We have three distinct traditions here in the West, according to James Kurth: (1) the classical culture of Greece and Rome (i.e., liberty and law); (2) the Christian religion (separation of powers); and (3) the Enlightenment of the modern era (liberal democracy, free market, reason and science). Which of these three (or any combination thereof) have you heard the Mullahs espouse recently?

But gut-check time is coming for Europe, with its own rising unassimilated immigrant populations, rogue mosques entirely bent on destroying the West, declining birth rate and rising entitlements, the Turkish question, and a foreign policy whose appeasement of Arab regimes won it only a brief lull and plenty of humiliation.

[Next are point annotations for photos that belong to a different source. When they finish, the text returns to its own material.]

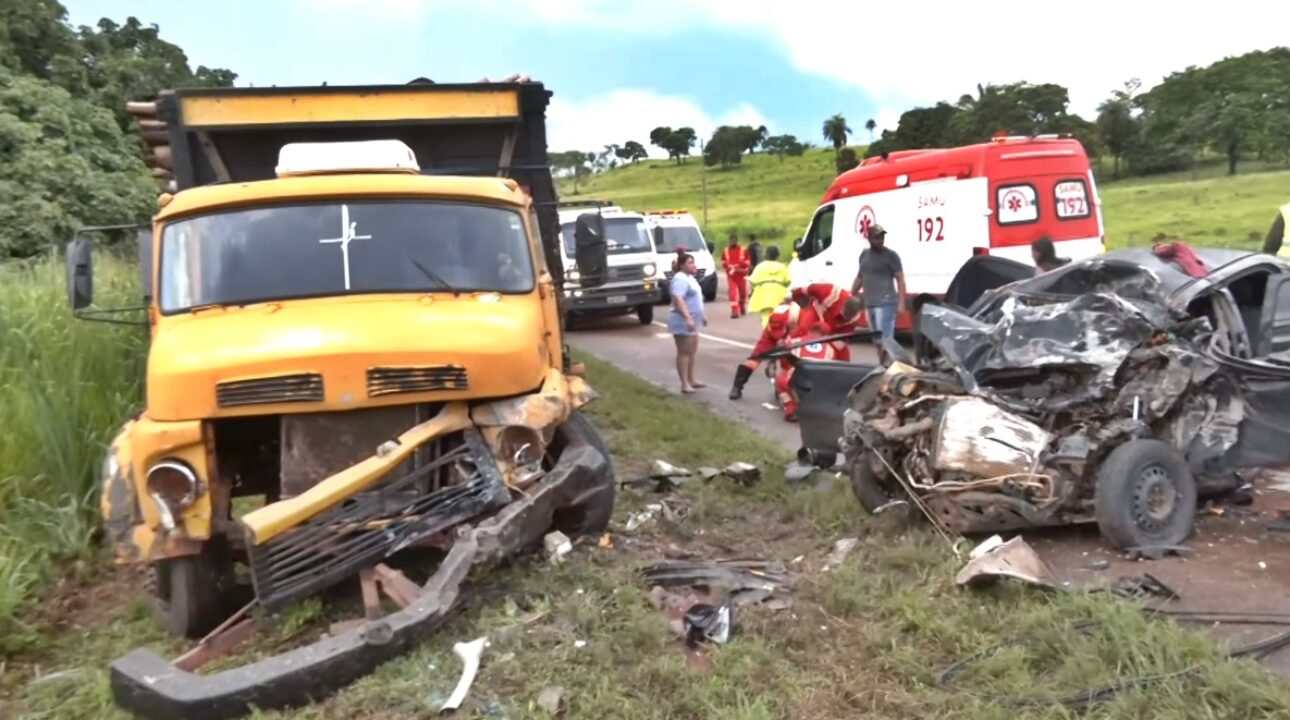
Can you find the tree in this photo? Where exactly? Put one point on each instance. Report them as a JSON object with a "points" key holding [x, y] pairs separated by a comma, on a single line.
{"points": [[632, 151], [677, 143], [35, 39], [1116, 123], [63, 164], [846, 159], [725, 147], [836, 132], [781, 146]]}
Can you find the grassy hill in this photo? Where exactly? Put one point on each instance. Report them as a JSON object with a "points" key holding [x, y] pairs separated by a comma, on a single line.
{"points": [[775, 198]]}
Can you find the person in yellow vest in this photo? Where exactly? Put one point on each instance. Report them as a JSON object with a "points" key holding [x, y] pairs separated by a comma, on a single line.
{"points": [[769, 283], [1275, 244]]}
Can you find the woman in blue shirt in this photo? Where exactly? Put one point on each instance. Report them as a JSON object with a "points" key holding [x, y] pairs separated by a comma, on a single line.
{"points": [[685, 319]]}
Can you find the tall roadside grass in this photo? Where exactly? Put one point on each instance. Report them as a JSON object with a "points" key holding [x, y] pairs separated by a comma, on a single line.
{"points": [[66, 386]]}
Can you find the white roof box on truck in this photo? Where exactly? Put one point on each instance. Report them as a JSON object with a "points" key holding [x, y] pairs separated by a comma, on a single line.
{"points": [[357, 156]]}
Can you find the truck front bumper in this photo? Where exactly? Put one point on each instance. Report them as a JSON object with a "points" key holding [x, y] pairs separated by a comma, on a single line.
{"points": [[621, 298], [146, 684]]}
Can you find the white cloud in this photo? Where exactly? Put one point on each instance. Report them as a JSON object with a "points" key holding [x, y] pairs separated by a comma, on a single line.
{"points": [[904, 53], [630, 114]]}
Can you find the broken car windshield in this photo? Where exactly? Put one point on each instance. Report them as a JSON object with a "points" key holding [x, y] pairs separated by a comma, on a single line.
{"points": [[334, 249]]}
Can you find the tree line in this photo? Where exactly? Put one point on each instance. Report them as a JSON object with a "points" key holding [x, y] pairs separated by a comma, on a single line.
{"points": [[1237, 107], [70, 156]]}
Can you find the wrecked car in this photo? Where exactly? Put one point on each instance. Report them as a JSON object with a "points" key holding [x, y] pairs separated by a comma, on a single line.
{"points": [[355, 351], [1115, 390]]}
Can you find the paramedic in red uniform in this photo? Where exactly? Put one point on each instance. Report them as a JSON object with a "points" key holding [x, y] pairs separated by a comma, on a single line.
{"points": [[793, 321], [735, 263]]}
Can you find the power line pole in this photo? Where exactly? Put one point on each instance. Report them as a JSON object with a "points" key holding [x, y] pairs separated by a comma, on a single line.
{"points": [[703, 185]]}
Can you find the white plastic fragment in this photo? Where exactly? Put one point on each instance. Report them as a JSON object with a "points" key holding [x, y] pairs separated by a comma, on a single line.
{"points": [[470, 654]]}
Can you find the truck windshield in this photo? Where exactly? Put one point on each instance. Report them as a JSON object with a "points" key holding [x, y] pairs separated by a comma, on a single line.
{"points": [[681, 236], [283, 252], [622, 236]]}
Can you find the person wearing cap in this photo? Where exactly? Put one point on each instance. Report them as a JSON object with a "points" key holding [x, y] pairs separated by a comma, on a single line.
{"points": [[881, 279]]}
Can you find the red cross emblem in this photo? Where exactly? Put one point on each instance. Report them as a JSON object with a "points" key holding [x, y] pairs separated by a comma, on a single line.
{"points": [[864, 221]]}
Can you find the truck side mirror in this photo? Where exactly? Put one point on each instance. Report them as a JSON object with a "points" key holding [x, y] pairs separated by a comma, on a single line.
{"points": [[145, 241], [591, 252], [80, 272]]}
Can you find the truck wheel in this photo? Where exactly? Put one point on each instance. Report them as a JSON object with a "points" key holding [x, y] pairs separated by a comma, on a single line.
{"points": [[870, 490], [590, 518], [191, 591], [1146, 496]]}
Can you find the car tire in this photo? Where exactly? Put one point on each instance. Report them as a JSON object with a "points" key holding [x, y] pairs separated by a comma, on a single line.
{"points": [[867, 485], [191, 591], [590, 518], [1146, 496]]}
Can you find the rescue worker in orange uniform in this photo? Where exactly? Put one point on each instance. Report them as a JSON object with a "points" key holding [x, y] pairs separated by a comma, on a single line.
{"points": [[737, 263]]}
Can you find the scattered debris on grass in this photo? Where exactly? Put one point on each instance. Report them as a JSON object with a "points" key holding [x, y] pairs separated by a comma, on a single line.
{"points": [[470, 654], [996, 559]]}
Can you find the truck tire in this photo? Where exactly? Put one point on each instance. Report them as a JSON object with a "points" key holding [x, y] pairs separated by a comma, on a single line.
{"points": [[868, 488], [590, 518], [190, 591], [1146, 496]]}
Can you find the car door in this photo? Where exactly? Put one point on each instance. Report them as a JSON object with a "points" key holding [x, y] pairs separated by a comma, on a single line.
{"points": [[1275, 324], [813, 261]]}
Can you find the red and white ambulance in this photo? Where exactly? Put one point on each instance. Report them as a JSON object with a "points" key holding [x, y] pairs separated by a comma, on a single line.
{"points": [[942, 207]]}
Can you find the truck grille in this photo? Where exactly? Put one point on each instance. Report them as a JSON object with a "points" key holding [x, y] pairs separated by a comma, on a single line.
{"points": [[306, 387], [397, 381], [626, 272], [368, 527]]}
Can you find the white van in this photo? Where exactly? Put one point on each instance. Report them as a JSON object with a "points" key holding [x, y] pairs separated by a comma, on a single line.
{"points": [[632, 278], [677, 229]]}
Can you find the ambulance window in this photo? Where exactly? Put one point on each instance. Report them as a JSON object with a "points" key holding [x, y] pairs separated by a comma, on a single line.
{"points": [[1071, 199], [1017, 204], [819, 236]]}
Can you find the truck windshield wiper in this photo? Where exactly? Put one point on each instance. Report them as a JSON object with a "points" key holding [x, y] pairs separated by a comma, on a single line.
{"points": [[434, 278]]}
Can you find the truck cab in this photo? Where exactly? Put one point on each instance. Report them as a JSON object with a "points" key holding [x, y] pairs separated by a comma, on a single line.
{"points": [[677, 230], [632, 266], [354, 297]]}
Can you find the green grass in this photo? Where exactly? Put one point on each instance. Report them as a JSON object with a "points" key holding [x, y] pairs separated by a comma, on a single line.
{"points": [[862, 640], [65, 386], [775, 199]]}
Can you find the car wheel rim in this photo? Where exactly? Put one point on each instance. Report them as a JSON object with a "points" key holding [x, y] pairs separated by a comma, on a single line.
{"points": [[1155, 498]]}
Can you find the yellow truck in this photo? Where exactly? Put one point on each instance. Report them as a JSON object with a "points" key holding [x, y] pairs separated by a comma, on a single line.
{"points": [[355, 301]]}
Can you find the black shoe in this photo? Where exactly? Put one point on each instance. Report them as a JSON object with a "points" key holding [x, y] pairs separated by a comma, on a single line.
{"points": [[741, 377]]}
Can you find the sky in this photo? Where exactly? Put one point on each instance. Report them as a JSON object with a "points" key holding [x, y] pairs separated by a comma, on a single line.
{"points": [[622, 67]]}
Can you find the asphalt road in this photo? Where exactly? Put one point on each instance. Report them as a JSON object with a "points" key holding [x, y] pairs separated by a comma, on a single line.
{"points": [[649, 352]]}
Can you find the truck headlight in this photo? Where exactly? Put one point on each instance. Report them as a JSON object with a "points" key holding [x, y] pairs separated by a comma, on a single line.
{"points": [[174, 483]]}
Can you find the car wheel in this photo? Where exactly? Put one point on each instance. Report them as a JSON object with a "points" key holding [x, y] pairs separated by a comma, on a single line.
{"points": [[590, 518], [871, 492], [191, 591], [1146, 496]]}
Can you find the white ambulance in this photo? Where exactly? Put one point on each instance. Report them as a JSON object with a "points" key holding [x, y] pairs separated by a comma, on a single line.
{"points": [[632, 274], [674, 230]]}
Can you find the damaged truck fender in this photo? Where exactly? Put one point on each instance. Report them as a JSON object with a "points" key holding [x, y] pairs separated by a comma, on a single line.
{"points": [[146, 684]]}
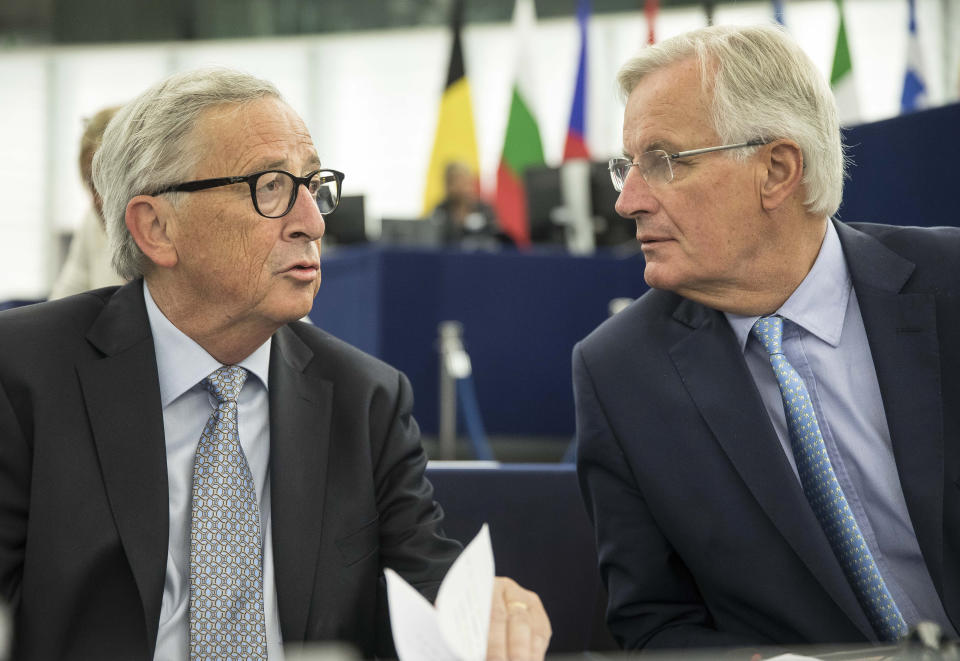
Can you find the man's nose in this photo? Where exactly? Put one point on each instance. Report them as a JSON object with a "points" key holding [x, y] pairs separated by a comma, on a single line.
{"points": [[305, 219], [636, 197]]}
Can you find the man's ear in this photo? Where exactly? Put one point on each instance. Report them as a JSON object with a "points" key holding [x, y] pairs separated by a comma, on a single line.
{"points": [[783, 160], [146, 219]]}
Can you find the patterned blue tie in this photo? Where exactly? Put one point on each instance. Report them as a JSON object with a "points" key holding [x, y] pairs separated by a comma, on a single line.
{"points": [[824, 493], [226, 573]]}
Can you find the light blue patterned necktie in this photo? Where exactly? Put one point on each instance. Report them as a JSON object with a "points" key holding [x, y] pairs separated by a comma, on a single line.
{"points": [[226, 569], [823, 490]]}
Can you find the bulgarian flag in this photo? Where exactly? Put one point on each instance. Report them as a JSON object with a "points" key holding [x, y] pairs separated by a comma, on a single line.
{"points": [[576, 145], [455, 140], [841, 76], [521, 145]]}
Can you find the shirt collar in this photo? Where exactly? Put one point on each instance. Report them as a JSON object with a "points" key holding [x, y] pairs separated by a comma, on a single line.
{"points": [[819, 303], [182, 363]]}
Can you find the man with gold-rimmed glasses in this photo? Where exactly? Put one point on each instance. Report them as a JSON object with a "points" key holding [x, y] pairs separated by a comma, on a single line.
{"points": [[768, 439], [186, 470]]}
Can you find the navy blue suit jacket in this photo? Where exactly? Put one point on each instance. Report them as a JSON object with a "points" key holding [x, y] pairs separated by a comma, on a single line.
{"points": [[84, 514], [704, 535]]}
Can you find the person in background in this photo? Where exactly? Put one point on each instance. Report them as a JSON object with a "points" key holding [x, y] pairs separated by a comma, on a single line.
{"points": [[462, 218], [87, 265], [187, 470], [769, 438]]}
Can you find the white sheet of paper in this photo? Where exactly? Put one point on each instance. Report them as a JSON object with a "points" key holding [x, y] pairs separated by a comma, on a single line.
{"points": [[457, 627]]}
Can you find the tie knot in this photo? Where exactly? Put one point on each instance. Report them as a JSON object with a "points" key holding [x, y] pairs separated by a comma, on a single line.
{"points": [[769, 330], [225, 383]]}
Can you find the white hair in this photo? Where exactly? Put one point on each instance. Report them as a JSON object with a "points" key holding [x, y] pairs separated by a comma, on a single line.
{"points": [[763, 86], [150, 143]]}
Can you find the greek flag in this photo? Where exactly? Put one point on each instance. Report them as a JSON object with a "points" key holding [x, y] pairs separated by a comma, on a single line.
{"points": [[914, 88]]}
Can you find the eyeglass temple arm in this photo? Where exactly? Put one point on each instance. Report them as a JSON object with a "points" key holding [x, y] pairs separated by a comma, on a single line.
{"points": [[693, 152]]}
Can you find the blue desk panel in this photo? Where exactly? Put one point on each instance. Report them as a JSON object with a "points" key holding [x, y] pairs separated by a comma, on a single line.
{"points": [[522, 314]]}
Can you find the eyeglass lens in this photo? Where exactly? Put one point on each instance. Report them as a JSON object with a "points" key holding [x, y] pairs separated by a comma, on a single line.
{"points": [[654, 167], [276, 192]]}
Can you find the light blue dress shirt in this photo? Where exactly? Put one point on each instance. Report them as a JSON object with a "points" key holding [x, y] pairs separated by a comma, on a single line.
{"points": [[182, 364], [825, 341]]}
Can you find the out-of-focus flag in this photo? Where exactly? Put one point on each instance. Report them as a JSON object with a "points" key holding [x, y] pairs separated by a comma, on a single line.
{"points": [[650, 9], [914, 95], [778, 12], [576, 144], [455, 139], [841, 75], [522, 147]]}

The radical Muslim world of the madrassas hates the United States because it is liberal and powerful; but it utterly despises Europe because it is even more liberal and far weaker, earning the continent not fear, but contempt.

The real question is whether there is any Demosthenes left in Europe, who will soberly but firmly demand assimilation and integration of all immigrants, an end to mosque radicalism, even-handedness in the Middle East, no more subsidies to terrorists like Hamas, a toughness rather than opportunist profiteering with the likes of Assad and the Iranian theocracy — and make it clear that states that aid and abet terrorists in Europe due so to their great peril.

So will the old Ents awaken, or will they slumber on, muttering nonsense to themselves, lost in past grandeur and utterly clueless about the dangers on their borders?

Stay tuned — it is one of the most fascinating sagas of our time
.

As my new-found friend, Politickal Animal, said the other day: "Even so, in the larger world the shadow is lengthening, just as it did in Middle Earth (one of my fav metaphors for the challenge of evil before us)."

Radical Islam must be tempered. If we are to see an end to this madness within our lifetimes, the force from without this sickness (i.e., the West's) will not be enough. Islamists adhering to the highest tenants of their belief must force positive change from within.